Thermodynamics of the BCS-BEC crossover

TL;DR

This paper develops a self-consistent, conserving, and gapless theoretical framework for the thermodynamics of the BCS-BEC crossover, covering both normal and superfluid phases, and compares well with existing numerical and field-theoretic results.

Contribution

It introduces a variational many-body formalism with a ladder approximation to analyze the entire BCS-BEC crossover thermodynamics.

Findings

Critical temperature and equation of state are computed across the crossover.

Tightly bound pairs are described by a Popov-type approximation for dilute Bose gases.

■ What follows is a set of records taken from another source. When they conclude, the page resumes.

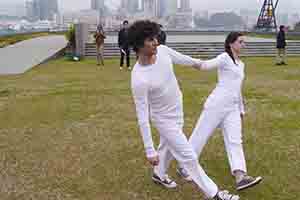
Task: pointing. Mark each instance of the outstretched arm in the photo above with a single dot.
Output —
(179, 58)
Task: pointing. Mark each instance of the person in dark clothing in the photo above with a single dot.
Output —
(124, 45)
(99, 38)
(162, 36)
(281, 44)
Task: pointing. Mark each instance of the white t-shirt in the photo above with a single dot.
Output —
(230, 79)
(156, 92)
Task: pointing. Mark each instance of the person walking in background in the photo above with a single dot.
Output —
(99, 37)
(162, 36)
(157, 96)
(224, 108)
(124, 46)
(281, 44)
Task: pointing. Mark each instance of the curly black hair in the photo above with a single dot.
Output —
(139, 31)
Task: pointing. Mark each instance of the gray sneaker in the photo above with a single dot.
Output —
(184, 174)
(225, 195)
(247, 182)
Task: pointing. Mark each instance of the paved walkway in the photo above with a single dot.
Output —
(191, 38)
(22, 56)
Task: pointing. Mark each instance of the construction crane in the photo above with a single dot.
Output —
(267, 18)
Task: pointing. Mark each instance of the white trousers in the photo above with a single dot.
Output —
(229, 120)
(174, 144)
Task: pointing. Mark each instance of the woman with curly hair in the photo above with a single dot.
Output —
(157, 96)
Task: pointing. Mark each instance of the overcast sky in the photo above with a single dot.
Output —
(213, 5)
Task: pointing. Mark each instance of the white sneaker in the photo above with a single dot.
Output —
(165, 181)
(184, 174)
(248, 181)
(225, 195)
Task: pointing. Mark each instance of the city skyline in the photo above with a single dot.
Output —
(197, 5)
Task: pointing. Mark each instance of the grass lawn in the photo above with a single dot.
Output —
(69, 132)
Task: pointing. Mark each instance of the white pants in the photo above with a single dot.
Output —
(229, 120)
(174, 144)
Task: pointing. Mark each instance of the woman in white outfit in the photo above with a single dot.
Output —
(225, 108)
(157, 97)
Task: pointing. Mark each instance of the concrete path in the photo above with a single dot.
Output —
(191, 38)
(22, 56)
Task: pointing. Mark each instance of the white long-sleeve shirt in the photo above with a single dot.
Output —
(230, 80)
(156, 92)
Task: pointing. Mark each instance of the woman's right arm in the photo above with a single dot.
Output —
(140, 95)
(210, 64)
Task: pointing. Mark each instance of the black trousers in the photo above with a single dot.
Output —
(127, 54)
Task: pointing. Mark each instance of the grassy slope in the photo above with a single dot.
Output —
(68, 131)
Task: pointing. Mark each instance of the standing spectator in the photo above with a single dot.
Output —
(162, 36)
(99, 37)
(281, 44)
(124, 46)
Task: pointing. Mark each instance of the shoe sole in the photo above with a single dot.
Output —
(183, 177)
(255, 182)
(159, 182)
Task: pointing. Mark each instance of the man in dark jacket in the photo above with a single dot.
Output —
(162, 37)
(124, 45)
(281, 44)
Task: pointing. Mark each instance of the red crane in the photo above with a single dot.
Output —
(267, 18)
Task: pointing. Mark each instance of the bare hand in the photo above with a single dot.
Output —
(153, 160)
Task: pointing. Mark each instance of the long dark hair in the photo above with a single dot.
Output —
(231, 38)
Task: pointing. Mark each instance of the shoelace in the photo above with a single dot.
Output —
(167, 179)
(225, 195)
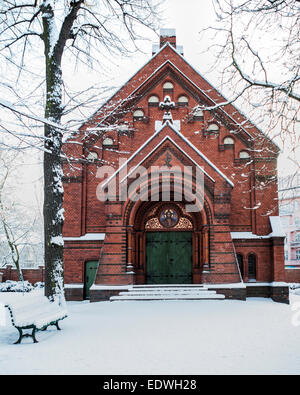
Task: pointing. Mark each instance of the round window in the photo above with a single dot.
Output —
(168, 218)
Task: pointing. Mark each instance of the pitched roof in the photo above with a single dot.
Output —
(198, 152)
(215, 98)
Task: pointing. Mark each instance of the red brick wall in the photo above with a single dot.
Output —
(31, 275)
(85, 214)
(292, 275)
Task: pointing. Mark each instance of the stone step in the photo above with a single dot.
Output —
(167, 286)
(167, 297)
(168, 290)
(166, 293)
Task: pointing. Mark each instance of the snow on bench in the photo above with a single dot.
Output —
(33, 311)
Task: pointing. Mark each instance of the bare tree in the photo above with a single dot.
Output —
(20, 232)
(258, 52)
(85, 30)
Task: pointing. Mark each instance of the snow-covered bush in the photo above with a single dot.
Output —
(294, 286)
(16, 286)
(39, 285)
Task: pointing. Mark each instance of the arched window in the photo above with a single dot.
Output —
(138, 115)
(153, 101)
(198, 114)
(92, 156)
(241, 263)
(213, 128)
(183, 100)
(108, 142)
(168, 86)
(244, 155)
(228, 141)
(251, 267)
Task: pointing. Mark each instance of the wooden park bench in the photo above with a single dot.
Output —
(36, 313)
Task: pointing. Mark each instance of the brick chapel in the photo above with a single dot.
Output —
(167, 115)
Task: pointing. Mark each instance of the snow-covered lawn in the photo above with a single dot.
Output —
(171, 337)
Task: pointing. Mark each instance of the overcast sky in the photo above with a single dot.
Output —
(188, 18)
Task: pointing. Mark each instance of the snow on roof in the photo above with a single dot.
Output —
(167, 123)
(154, 149)
(167, 32)
(87, 237)
(276, 226)
(277, 230)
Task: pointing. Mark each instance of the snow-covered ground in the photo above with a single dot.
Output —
(170, 337)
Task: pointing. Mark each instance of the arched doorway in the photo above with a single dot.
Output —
(167, 244)
(169, 252)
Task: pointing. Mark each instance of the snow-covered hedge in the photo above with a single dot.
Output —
(19, 286)
(294, 286)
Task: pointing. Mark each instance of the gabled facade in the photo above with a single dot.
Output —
(167, 116)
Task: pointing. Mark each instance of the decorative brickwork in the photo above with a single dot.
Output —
(167, 136)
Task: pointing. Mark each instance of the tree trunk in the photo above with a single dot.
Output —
(53, 188)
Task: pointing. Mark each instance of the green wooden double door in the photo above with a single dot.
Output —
(169, 258)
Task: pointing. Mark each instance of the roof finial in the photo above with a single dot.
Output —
(167, 105)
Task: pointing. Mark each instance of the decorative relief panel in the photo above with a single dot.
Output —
(167, 218)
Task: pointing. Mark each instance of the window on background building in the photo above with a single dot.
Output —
(153, 101)
(286, 255)
(108, 142)
(228, 141)
(138, 114)
(244, 155)
(92, 156)
(251, 267)
(241, 263)
(183, 101)
(284, 221)
(168, 86)
(198, 114)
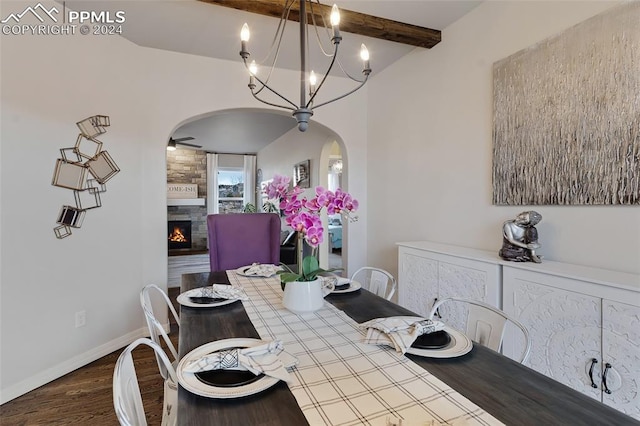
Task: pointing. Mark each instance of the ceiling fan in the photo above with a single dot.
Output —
(173, 142)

Results align with recent numerical and field-theoretic studies at unitarity.

Abstract

We present a self-consistent theory for the thermodynamics of the BCS-BEC crossover in the normal and superfluid phase which is both conserving and gapless. It is based on the variational many-body formalism developed by Luttinger and Ward and by DeDominicis and Martin. Truncating the exact functional for the entropy to that obtained within a ladder approximation, the resulting self-consistent integral equations for the normal and anomalous Green functions are solved numerically for arbitrary coupling. The critical temperature, the equation of state and the entropy are determined as a function of the dimensionless parameter $1/k_Fa$, which controls the crossover from the BCS-regime of extended pairs to the BEC-regime of tightly bound molecules. The tightly bound pairs turn out to be described by a Popov-type approximation for a dilute, repulsive Bose gas. Even though our approximation does not capture the critical behaviour near the continuous superfluid transition, our results provide a consistent picture for the complete crossover thermodynamics which compare well with recent numerical and field-theoretic approaches at the unitarity point.